Monday 21 September 2009

Surviving In Britain #4: Etiquette

Because I'm having a Week Of Doom at the moment, the wonderful Paul Anderson has agreed to guest-write this post, and probably the next one (about driving on the left hand side of the road!). He rocks.

If you know anything about the British, then you know that we are famed for politeness and good manners.

In Hollywood movies anyway. In real life we can be as crass, arrogant and rude as the next nation (the next nation is France - enough said). Here's a crash course in surviving the bewildering world of etiquette in Britain. There are whole books dedicated to this subject. This is just a taster.

Dining and Drinking

One of the delights of dining in America is the excellent service that you will receive, regardless of the eating establishment. From fine dining to fast food, service is fast, with a smile, and designed to please you. A very good reason for this is tipping. You don't dare incur the wrath of your customers, in case they don't tip, and if you are in the service industry, you need those tips to get by.

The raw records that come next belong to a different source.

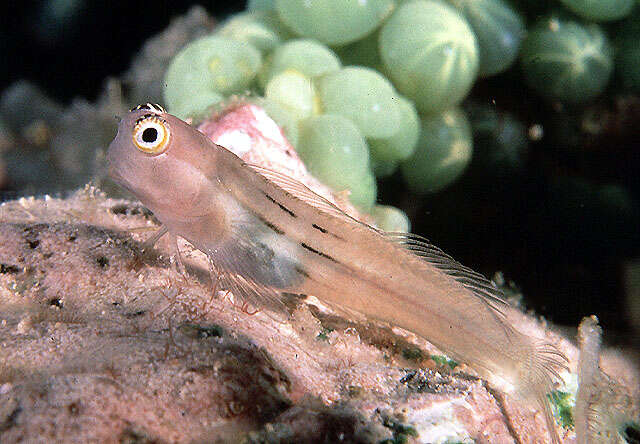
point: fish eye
(151, 134)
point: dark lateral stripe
(325, 231)
(282, 207)
(269, 224)
(302, 271)
(319, 253)
(318, 227)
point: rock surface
(99, 343)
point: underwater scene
(320, 221)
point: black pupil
(149, 135)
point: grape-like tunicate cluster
(365, 89)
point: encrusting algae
(266, 234)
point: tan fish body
(266, 234)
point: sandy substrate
(99, 343)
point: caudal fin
(545, 365)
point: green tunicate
(402, 143)
(364, 96)
(431, 54)
(600, 10)
(390, 218)
(196, 106)
(295, 93)
(208, 66)
(308, 57)
(279, 115)
(255, 5)
(261, 28)
(335, 152)
(499, 30)
(444, 150)
(383, 169)
(566, 60)
(333, 22)
(363, 193)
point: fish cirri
(266, 234)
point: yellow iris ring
(157, 146)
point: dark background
(551, 229)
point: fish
(267, 234)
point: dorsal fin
(472, 280)
(301, 191)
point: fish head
(162, 160)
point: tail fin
(544, 367)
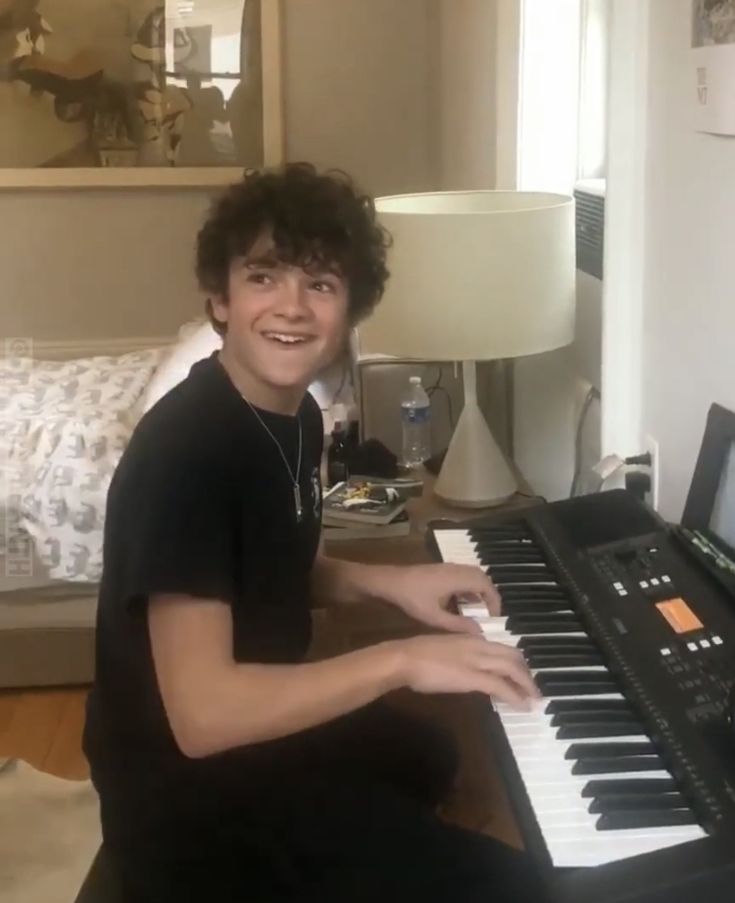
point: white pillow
(194, 344)
(197, 340)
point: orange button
(680, 617)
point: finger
(453, 623)
(500, 690)
(515, 669)
(477, 584)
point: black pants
(344, 812)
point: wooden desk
(480, 803)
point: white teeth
(286, 339)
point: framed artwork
(135, 93)
(713, 53)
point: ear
(220, 309)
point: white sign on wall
(713, 54)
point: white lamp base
(475, 473)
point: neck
(267, 398)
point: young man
(229, 769)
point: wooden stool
(102, 884)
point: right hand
(466, 664)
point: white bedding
(63, 428)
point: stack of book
(367, 509)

Not so in Britain. Thanks to the minimum wage, the service industry does not rely on tips. So lesson one, is that tipping is purely customary. Some restaurants may add a service charge to a table with a large party, but in general anything under 8 will not see a service charge added to your bill. At this point tipping is purely at your discretion, and a good tip is considered to be 10% of the bill. There are also no sales taxes to add on at the end, so don't worry about having to add that on when working out how to split the bill.

The downside of this of course is waiting staff may not be quite as attentive to you as you are used to. This doesn't excuse rudeness of course, but you aren't going to get quite the same level of service as you might expect in the US.

Also worth noting is that tips are generally placed in a pool and divided amongst all the staff on duty for that shift - your own particular server will not get the whole tip.

When in bars you may tip at your discretion - it is always appreciated, but again is not expected. Whilst in the US a dollar per drink is the normal rate, in the UK a couple of pounds per round is perfectly acceptable (unless the round is particularly expensive, or involves difficult drinks to mix, in which case you may consider the 10% option). [Ed: I tend not to tip in the average chain pub, but as Paul says, it is always appreciated.]


Outside of major cities like London, it is rare to see public taxis that you can flag down in the street. Most local councils have licensed taxi ranks from which to get a cab, or you can phone a private minicab company to arrange pick up. Please, for your own safety, only travel in licensed private minicabs or from licensed taxi ranks. There have been a number of cases of unlicensed cars picking up customers, particularly lone females, and assaulting them.

Once again, it is not customary to tip your driver, but you may do so if you feel the service was particularly good.


Note the spelling. If there's one thing the British know how to do, it is forming an orderly queue. Woe betide someone who cuts in line. You will be subjected to a chorus of tutting and repressed hostility. People may even mutter something about "bloody foreigners". The exception to this appears to be on public transport, when it is every man for themselves.

In crowded places like bars, there may appear to be no organised queuing system, but patrons have a general sense of who was there before them. Be aware of this. Often a barman will start to take an order from someone who will indicate that you were before them. Be gracious. If you truly were, then thank them. If you weren't, then say so and allow them to go before you.


It is still considered impolite to discuss religion and politics with strangers. And no matter how much you hear a British person complain about public transport, our food, our government, or our sporting performances, we're allowed to do so because they are ours. The instant a non-Brit starts complaining, we'll close ranks. Remember, you're a visitor, so in a sense you haven't earned the right to moan yet.

Oh, and for god's sake, don't mention the war. Any of them.